Thank you all, I find your different points of view very helpful. As someone said the system here is not set up for nuclear families and you need the extended family to keep going. I am very close to Switzerland but the bigger city with the better jobs is still one h away, full time hours are 40+ a week and part time flexi working are rare. I am currently working in Milan and spend 4 h a day on the road. I can't move away from my extended family. If I get a permanent job in the UK and stay in the family home with time I should be able to buy something smaller as we have some equity in the house and regardless, I would not move unless EX signs papers to let us stay in the family home for the next few years. Good point re checking if we could get a place in the old schools, we were in an area with amazing schools!

@fleetheart Thank you for sharing your experience. I can see how if moving again after one year may not do the girls much good.
@plasticmack I knew that and have local mums helping with the school run, my mum is 74 and when I come home in the evening she's exhausted. We were talking how we both underestimated how hard work this would be. Part of me thinks that the system in the UK and schools are set up in a way that makes up for what extended families and neighbours do in Italy. I've had a professional job in the UK, earning £3k a month working 31 h a week a few months back (although the sector is not doing great at the moment), I am earning half of that in the current job and considering a caring or hospitality job closer to home to have more flexibility and less commute.

OP posts:
Lentilweaver · 30/09/2024 07:19

Feeling a bit sad because the last 4 posts I have commented on are single mothers beating themselves up because they are not perfect. When it's actually the dads who have upped and left. It's so hard for single mums.

3luckystars · 30/09/2024 07:26

I would go back to the UK. It’s the girls home and their dad surely will want some contact. That’s just what I would do, if you know it’s a mistake you can undo it at this stage.
you made the decision in a time of great chaos, you are doing your best, onwards and upwards now.
Good luck

ThatshallotBaby · 30/09/2024 07:32

I agree @Lentilweaver

AW24 · 30/09/2024 07:40

If you weigh up the pros and cons of both, which one has less cons?
You're decision needs to be for you and kids, not family or DexH

DilemmaDelilah · 30/09/2024 07:58

I think you need to base your decision as if you have no input from your XH. You can't rely on him, so how would it work if he didn't do what he says he will do. Where would you live. Could you get a job. What would school, childcare, transport etc. be like in the type of area you would probably be living in. Then you need to compare that with the situation where you are living now - if you did not have support from your mother. If she becomes unwell she would not be able to provide childcare and you might even find yourself needing to provide care for her as well. You might well want to do that and it should be a consideration when making your decision.

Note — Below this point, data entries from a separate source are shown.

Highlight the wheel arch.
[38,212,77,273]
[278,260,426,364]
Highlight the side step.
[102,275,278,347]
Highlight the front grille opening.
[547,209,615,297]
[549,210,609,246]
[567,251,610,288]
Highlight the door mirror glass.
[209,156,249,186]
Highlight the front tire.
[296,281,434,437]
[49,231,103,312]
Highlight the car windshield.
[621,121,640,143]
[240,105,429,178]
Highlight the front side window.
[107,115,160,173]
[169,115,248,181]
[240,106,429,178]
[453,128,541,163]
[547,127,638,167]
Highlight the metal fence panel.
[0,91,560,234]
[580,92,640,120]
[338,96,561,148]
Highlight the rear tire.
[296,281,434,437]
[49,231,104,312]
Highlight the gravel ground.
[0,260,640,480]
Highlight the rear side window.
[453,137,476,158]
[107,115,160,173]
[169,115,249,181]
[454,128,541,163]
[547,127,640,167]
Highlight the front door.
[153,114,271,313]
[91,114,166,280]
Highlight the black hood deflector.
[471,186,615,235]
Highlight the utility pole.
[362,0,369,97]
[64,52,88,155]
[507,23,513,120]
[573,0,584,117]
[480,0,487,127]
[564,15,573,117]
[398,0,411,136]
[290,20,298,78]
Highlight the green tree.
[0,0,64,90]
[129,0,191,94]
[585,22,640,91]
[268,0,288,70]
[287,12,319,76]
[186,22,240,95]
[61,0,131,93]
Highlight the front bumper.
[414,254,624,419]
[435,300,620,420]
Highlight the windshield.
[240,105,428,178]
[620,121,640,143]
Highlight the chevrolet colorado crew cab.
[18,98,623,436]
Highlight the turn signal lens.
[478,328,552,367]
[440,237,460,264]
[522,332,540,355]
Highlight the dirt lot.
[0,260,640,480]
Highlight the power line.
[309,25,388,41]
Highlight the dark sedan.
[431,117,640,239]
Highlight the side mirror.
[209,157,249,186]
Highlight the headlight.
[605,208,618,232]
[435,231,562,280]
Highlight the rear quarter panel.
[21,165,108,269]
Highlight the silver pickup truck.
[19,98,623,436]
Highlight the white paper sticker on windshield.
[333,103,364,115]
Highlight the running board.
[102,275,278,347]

Nobody can make your choice for you, but we can help you think about the things you need to consider.

Singleandproud · 30/09/2024 08:04

On terms of transport are you allowed to buy a car in a cheaper country and drive it to Italy? I have no knowledge of the legalities of that but if you can that would solve one problem

SoNiceToComeHomeTo · 30/09/2024 08:07

There were a lot of good reasons for moving abroad but the situation doesn’t sound good. It’s very hard financially and your mum is exhausted helping and will only get older and more tired if you stay. How about sorting out the house sale asap and deciding when you have the money in your bank whether
to
move?

diddl · 30/09/2024 08:19

Tbh from what you've written I'd be veering towards moving back.

That said-if your ex reneges on his promises, what then?

You need to be able to manage in UK without him!

Bthebestucanb · 30/09/2024 08:20

Everyone makes mistakes & nobody is perfect. We would all love to bring our children up in a world where everything is stable and nothing changes. The reality is this is highly unlikely. Please don't feel guilty if you decide to return to the UK. Children are more adaptable than we give them credit for & they would get used to it. The decision of course is entirely yours.